1. A Bittersweet Age
Éothain
The heat of summer rolls down my back as I urge my horse into a canter, willing the wind from the motion to ease the blaze of the sun. Alongside me, Brithwyn does the same, her hair bouncing back from her shoulders, sprung loose from its haphazard plaits.
"Pity it's too hot too race," she says in a voice that somehow over the last six months of my absence has grown huskier, deeper than the girlish lilt I remember from before.
"You would lose, anyway," I retort with a grin.
"Never," she says, tossing her hair. "Someone has grown too big for his Rohirrim britches." She pulls ahead, and instead of nudging my horse to catch up, I hang back , watching her. For some reason, I am perplexed. At thirteen, three years younger to my sixteen, she seems suddenly an enigma. She is no longer quite the child I had grown up with, but neither is she a woman. Indeed, she is still clad like a child, her skirts, riding up around her knees, revealing bare legs and feet – she is riding bareback. The sight should be no different from the summers before, and yet it is – those legs, golden from months in the sun, are round and shapely. And though her tunic is loose, when she moves I catch a glimpse of two small but very present curves that certainly were never there before.

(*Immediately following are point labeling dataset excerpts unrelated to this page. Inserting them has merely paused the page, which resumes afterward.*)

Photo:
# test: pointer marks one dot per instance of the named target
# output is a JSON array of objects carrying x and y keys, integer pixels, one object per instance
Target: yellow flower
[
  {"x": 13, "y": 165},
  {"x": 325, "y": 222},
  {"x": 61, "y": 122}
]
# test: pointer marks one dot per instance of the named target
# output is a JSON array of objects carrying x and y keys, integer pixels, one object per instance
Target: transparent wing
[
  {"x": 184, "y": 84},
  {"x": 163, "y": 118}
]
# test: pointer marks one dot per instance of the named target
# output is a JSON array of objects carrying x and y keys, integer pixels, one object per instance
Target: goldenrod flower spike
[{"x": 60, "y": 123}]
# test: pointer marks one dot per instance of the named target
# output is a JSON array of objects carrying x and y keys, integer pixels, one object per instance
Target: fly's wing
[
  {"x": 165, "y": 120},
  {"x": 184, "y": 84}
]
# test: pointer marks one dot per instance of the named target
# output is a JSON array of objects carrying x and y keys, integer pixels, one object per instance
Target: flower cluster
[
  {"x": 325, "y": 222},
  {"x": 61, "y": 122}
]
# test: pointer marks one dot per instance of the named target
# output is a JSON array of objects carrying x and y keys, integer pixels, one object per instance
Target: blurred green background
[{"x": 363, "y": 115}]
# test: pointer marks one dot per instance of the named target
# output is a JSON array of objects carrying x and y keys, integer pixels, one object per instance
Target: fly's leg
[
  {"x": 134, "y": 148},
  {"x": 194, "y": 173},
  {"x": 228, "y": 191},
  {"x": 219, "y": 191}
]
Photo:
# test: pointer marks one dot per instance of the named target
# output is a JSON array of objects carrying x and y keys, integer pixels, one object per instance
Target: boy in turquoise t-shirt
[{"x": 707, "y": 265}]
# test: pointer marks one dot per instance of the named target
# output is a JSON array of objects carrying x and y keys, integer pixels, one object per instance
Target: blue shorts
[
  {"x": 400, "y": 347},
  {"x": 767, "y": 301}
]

From the sight of her bare legs, I find it hard to tear my eyes away, and am disgusted with myself. She's a child. She's almost a woman. She's my friend.
"Éothain?" her voice breaks my thoughts and I realize she has slowed her grey mare – a borrowed horse - to a walk, waiting for me to catch up. "That scowl will get stuck on your face. Are you all right?"
I force a laugh. "I'm all right. Just thinking about something."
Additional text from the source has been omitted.